The architecture is deliberately CPU-oriented and single-threaded to simplify reproducibility and expose system-level trade-offs without distributed training complexity.
Core Components
The architecture follows a layered, composable design that separates concerns across multiple modules:
Model Layer (model.py)
The NeuralNetworkModel class is the central orchestrator that manages the forward pass, backpropagation, and training loop.
class NeuralNetworkModel :
def __init__ ( self , layer_sizes , activations , l2_lambda = 0.0 , dropout_rate = 0.0 , precision_config = None ):
if len (layer_sizes) < 2 :
raise ValueError ( "layer_sizes must include input and output sizes" )
if len (activations) != len (layer_sizes) - 1 :
raise ValueError ( "activations must match number of layers minus one" )
self .config = DEFAULT_CONFIG if precision_config is None else precision_config
self .train_dtype = np.dtype( self .config.train_dtype)
self .infer_precision = self .config.infer_precision
self .int8_clip_value = int ( self .config.int8_clip_value)
self .seed = int ( self .config.seed)
self .layer_sizes = layer_sizes
self .activations = activations
self .l2_lambda = l2_lambda
self .dropout_rate = dropout_rate
self .rng = np.random.default_rng( self .seed)
self .layers = [
DenseLayer(layer_sizes[i], layer_sizes[i + 1 ], rng = self .rng, dtype = self .train_dtype)
for i in range ( len (layer_sizes) - 1 )
]
self .a_values = []
self .a_raw_values = []
self .dropout_masks = []
Key responsibilities:
Layer instantiation and parameter initialization
Precision configuration management
Forward and backward pass coordination
Training loop with early stopping and validation
Model persistence (save/load weights)
Dense Layer (layers.py)
DenseLayer implements the fundamental fully-connected layer with Xavier uniform initialization:
def custom_uniform ( n_in , n_out , rng = None , dtype = np.float32):
limit = np.sqrt( 6.0 / (n_in + n_out))
sampler = np.random if rng is None else rng
weights = sampler.uniform( - limit, limit, (n_in, n_out))

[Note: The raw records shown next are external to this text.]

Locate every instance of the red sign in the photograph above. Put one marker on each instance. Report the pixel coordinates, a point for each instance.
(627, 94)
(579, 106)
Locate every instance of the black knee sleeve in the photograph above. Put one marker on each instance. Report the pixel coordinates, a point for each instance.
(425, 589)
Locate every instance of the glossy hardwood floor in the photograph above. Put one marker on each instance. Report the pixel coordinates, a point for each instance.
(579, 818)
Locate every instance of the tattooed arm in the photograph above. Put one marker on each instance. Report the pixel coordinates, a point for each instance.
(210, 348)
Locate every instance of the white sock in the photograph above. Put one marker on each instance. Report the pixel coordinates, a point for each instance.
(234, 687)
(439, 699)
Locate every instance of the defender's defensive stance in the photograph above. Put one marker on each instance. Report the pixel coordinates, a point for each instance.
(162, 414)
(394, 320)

return weights.astype(dtype)
The layer caches inputs and pre-activation values for efficient gradient computation:
def forward ( self , x , weights = None , bias = None ):
w = self .weights if weights is None else weights
b = self .bias if bias is None else bias
self .input_cache = x
self .z_cache = x @ w + b
return self .z_cache
Activation Functions (activations.py)
Activations are implemented as standalone functions with corresponding derivative functions:
def relu ( x ):
return np.maximum( 0.0 , x)
def relu_derivative_from_pre_activation ( z ):
return (z > 0 ).astype(z.dtype)
def softmax ( x ):
shifted = x - np.max(x, axis = 1 , keepdims = True )
exp_x = np.exp(shifted)
return exp_x / (np.sum(exp_x, axis = 1 , keepdims = True ) + EPS )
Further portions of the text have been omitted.